Wanna Make Some Bread With A Little Vaginal Yeast? Recipe Inside!

#Cuntsourdough is an aggressive hashtag but I like it. Gotta make some waves somehow and throwing out a strong C bomb is a way to grab people’s attention. I’m glad she didnt call it #PussySourDough because then I couldnt have included it in the blog. Here’s the reasoning behind why this woman decided to make some vagina sour dough bread.
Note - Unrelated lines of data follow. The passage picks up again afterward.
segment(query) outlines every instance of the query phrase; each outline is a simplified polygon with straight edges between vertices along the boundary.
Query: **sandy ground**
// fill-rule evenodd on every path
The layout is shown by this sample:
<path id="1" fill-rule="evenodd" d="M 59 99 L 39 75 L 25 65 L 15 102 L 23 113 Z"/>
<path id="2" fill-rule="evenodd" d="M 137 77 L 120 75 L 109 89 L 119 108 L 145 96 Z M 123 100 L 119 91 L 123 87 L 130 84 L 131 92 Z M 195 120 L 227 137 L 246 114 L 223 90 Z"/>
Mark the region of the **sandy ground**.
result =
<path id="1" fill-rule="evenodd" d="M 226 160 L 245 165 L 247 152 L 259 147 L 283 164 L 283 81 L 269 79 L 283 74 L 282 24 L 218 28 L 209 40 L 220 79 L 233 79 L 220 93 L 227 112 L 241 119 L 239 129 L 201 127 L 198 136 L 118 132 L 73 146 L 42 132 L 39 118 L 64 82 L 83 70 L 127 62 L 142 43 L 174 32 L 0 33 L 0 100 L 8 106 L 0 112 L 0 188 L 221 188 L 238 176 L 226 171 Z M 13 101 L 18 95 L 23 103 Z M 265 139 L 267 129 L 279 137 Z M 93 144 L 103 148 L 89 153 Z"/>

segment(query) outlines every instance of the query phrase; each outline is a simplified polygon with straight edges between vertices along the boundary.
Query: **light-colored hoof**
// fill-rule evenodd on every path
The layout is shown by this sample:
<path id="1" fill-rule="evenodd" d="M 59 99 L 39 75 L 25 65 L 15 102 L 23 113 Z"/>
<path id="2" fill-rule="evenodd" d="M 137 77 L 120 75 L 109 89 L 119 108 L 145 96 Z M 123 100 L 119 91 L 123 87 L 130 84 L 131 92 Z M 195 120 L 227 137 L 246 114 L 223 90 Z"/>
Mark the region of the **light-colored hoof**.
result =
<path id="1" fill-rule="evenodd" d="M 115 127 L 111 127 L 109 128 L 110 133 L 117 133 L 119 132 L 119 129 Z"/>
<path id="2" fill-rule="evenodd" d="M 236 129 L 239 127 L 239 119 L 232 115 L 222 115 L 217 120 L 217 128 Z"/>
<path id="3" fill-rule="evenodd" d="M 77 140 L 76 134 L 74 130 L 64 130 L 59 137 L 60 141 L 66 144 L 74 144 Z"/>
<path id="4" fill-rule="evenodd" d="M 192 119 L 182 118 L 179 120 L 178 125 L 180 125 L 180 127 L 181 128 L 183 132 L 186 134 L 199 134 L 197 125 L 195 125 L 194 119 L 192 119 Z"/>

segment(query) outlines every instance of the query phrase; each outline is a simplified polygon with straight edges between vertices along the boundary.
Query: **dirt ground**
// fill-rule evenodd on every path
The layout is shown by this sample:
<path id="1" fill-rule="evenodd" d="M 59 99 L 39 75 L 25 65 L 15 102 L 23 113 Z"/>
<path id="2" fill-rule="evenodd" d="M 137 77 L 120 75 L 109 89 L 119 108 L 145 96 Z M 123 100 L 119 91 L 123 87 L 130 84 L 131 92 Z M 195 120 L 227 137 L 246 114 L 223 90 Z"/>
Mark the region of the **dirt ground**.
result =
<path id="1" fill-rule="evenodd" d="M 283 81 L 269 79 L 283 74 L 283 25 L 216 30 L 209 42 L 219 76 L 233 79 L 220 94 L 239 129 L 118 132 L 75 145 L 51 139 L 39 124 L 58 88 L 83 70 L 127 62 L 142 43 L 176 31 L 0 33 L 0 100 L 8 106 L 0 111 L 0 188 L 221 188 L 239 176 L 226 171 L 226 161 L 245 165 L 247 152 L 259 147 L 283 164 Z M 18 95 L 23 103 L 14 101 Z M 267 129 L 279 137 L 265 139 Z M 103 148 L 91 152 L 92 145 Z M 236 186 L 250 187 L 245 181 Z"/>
“Waking up on Saturday with the familiar itchy burny fanny, I giggled to myself, ‘Maybe I could make bread with that,’” Zoe writes on her blog, Another Angry Woman. “And that ticked into, ‘Well, I’ve always wanted to try making my own sourdough anyway,’ and then a ‘Fuck, would that even work?’ And then I got curious, and the next thing that happened was I was scraping white goop off of a dildo into a bowl of flour mixed with water.”

I gotta be honest, I’d thumb my nose up at bread made with vaginal yeast bread but maybe it’s like hotdogs. Maybe you’d like it if you didn’t know someone was scrabbing their body fluids/ yeast off of a dildo to make a yeasty feasty for you.

A couple of things.

1. I didnt know that vaginal yeast was actual yeast. I thought it was like a homophone or something.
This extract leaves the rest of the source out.